Problem
TermSignal exists to help enterprises build and ship agentic systems. The pitch is specific: we’re engineers, not consultants — we ship code into production with evals to prove it works.
But there’s a credibility gap any new agency faces. You can describe the stack all you want. You can show a beautiful website. What you cannot fake is a production system with real operational pressure on it.

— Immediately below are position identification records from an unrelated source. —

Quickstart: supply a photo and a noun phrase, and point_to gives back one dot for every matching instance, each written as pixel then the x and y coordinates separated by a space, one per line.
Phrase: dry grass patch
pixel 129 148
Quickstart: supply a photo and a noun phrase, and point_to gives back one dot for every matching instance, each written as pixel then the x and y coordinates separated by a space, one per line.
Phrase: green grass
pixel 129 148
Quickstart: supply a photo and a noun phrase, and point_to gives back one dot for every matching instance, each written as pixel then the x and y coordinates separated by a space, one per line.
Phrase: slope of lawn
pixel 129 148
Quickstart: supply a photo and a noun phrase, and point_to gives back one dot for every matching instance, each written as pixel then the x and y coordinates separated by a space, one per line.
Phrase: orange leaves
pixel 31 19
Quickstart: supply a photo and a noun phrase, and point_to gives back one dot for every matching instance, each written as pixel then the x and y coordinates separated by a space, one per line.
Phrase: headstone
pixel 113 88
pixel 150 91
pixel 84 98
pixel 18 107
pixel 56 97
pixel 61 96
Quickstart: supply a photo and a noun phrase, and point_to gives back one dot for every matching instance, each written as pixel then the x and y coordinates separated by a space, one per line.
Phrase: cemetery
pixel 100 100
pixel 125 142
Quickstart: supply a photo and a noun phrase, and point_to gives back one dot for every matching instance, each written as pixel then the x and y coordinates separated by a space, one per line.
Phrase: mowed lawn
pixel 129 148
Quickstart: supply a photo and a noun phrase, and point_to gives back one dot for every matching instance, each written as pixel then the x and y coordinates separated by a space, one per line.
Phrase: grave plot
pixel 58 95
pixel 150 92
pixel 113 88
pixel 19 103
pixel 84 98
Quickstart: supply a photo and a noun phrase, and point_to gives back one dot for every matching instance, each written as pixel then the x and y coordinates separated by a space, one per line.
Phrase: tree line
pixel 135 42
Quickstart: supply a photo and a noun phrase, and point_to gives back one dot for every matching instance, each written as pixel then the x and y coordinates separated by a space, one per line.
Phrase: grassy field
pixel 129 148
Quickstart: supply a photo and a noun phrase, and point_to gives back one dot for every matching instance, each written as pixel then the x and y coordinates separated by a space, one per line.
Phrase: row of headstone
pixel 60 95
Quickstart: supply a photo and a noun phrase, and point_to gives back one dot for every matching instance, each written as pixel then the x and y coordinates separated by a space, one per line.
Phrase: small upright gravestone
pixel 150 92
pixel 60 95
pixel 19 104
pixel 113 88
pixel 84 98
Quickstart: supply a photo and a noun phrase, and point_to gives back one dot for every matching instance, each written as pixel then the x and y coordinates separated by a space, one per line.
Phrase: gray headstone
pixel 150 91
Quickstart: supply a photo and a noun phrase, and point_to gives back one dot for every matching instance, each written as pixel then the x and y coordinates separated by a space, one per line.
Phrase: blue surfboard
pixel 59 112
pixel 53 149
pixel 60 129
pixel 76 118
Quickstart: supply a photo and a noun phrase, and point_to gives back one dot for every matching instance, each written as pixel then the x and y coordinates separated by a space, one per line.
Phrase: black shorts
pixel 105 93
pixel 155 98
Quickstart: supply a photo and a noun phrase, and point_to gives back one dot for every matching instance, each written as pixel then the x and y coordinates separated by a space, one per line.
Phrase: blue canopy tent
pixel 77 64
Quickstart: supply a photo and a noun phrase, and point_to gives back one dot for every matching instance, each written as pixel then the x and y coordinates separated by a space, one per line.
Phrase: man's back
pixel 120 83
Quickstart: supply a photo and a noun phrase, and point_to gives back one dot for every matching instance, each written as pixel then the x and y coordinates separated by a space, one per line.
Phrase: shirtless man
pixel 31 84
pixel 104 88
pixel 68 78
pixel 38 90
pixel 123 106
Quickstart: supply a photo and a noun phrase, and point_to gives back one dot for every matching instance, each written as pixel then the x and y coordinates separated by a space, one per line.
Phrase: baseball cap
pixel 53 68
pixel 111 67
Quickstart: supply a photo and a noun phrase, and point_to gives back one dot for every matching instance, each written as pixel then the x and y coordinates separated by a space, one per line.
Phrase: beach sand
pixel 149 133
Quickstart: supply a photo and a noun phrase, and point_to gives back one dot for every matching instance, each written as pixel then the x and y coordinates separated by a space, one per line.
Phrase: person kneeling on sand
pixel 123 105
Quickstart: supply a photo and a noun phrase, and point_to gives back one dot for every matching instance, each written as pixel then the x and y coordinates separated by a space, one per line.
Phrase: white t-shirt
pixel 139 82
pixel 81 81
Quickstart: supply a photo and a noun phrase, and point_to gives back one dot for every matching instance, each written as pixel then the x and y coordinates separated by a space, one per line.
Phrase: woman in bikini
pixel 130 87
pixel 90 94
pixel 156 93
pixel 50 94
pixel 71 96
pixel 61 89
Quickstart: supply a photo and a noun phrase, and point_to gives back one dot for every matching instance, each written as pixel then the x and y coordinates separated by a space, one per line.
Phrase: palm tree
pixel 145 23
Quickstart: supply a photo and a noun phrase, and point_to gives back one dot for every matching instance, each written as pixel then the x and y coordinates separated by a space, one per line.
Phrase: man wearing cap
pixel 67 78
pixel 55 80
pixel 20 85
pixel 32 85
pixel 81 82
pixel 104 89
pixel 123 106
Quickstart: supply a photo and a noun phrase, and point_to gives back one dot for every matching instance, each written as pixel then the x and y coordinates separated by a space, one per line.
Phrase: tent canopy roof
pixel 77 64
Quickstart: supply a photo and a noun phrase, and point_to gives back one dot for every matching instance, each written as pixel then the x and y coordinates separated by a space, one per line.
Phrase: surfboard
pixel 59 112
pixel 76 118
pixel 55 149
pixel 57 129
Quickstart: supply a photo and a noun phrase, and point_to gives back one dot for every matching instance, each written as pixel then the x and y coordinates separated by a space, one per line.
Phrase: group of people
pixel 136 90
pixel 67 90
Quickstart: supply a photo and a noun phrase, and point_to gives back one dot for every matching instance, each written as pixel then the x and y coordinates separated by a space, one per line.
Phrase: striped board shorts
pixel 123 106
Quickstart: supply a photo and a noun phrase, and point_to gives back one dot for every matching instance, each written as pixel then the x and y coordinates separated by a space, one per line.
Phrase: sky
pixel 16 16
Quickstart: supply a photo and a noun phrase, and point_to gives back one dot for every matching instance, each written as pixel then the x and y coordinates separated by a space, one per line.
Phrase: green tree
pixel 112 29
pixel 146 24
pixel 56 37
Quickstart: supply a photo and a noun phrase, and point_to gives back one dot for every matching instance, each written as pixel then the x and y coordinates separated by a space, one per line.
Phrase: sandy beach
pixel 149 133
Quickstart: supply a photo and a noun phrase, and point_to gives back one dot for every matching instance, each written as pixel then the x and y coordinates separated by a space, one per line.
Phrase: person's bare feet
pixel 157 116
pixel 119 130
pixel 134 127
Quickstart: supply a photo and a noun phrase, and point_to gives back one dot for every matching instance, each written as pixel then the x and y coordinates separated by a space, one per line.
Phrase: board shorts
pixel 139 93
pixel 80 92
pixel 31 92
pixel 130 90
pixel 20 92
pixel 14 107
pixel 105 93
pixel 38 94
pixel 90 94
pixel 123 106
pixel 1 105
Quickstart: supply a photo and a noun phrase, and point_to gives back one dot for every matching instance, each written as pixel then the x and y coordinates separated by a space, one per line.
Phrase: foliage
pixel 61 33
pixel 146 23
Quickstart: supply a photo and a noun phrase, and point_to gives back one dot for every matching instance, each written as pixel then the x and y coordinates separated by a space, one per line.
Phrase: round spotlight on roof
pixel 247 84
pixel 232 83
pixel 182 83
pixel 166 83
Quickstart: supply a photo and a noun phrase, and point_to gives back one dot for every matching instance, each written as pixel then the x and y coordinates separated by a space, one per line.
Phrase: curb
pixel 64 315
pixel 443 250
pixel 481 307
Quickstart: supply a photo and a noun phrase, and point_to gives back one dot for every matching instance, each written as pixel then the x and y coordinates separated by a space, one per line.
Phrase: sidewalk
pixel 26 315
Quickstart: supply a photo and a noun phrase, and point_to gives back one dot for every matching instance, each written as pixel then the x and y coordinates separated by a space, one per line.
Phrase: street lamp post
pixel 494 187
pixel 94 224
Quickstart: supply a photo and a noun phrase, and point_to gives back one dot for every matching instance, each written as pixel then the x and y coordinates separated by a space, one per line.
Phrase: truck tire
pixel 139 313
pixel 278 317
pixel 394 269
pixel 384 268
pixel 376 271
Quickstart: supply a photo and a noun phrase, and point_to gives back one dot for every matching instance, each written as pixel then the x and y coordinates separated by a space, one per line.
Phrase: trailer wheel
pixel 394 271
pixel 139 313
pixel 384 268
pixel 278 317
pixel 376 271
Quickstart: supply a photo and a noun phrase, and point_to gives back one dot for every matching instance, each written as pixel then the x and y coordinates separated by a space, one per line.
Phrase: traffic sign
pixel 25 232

We needed to close that gap. Not with a demo. With something we actually depend on — a system that runs our own operations, that we’d be embarrassed to show going down. The only way to sell this stack is to live on it.
Approach
We treated this exactly the way we’d treat a client engagement: discovery sprint first, evals before any production code.
The discovery phase surfaced four high-leverage workflows for automation:
- Talent intake — screening inbound candidate applications against role criteria
- Proposal generation — drafting project proposals from discovery call transcripts
- Observability summarization — distilling Prometheus + Loki signals into daily briefings
- Content pipeline — turning technical notes into polished long-form content
These weren’t toy problems. Each had ambiguity, edge cases, and meaningful consequences for getting it wrong. Exactly the kind of work agents fail at in demos but can handle in production when built correctly.
The architecture decision was deliberate: one Claude-first model layer (Opus for reasoning-heavy tasks, Sonnet for throughput), Temporal for durable execution, custom MCP servers for internal data access, and an evals harness wired to CI from day one.
Build
We started with the eval harnesses — not the agents.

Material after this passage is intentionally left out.